# Is there a way to add a simple border to sources?



## benjamin1111 (Nov 8, 2020)

I can't seem to find any option in filters, just wondering if there is a simple way to ad a simple border in OBS?


----------



## shennyp (Nov 8, 2020)

Create  a border with any graphical program save as .png and add the same to your scene as an overlay. sample here Border


----------



## benjamin1111 (Nov 8, 2020)

But does that work if I change the size or dimensions of my source?


----------



## Sukiyucky (Nov 8, 2020)

The best you can do is create a rectangle image that is slightly bigger than the size of the source object. Then, place that rectangle image underneath the source in sort order (z-order lower). Then group the rectangle and source together.


----------



## benjamin1111 (Nov 8, 2020)

seriously? I can't not believe a fully fledge stream software can't even had a border to a window it's capturing?! That's like a word processor can't change font.


----------



## shennyp (Nov 9, 2020)

benjamin1111 said:


> But does that work if I change the size or dimensions of my source?

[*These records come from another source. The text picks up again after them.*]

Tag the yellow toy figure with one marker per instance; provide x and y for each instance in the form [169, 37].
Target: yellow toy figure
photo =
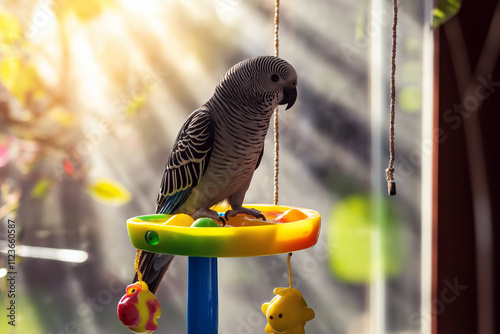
[138, 309]
[287, 312]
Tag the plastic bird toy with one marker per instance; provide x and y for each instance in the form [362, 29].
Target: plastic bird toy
[287, 312]
[138, 309]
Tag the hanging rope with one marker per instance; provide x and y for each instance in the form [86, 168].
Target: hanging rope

No it will not change the size of border when the size of source is changed.


----------



## jp.d.cruz (Dec 18, 2020)

benjamin1111 said:


> But does that work if I change the size or dimensions of my source?


If you put them into a "Group" source, you can resize as a group.


----------



## SeeFooBoo (Aug 10, 2021)

One of the challenges with the suggestion of a group, is that a resize will scale the border. This wouldn't work well for my designs.

_For instance, if you want a 3 pixel border always around the source, scaling the group will cause the 3 pixel border to become smaller or bigger—you would need to transform the border each time you change scale._


----------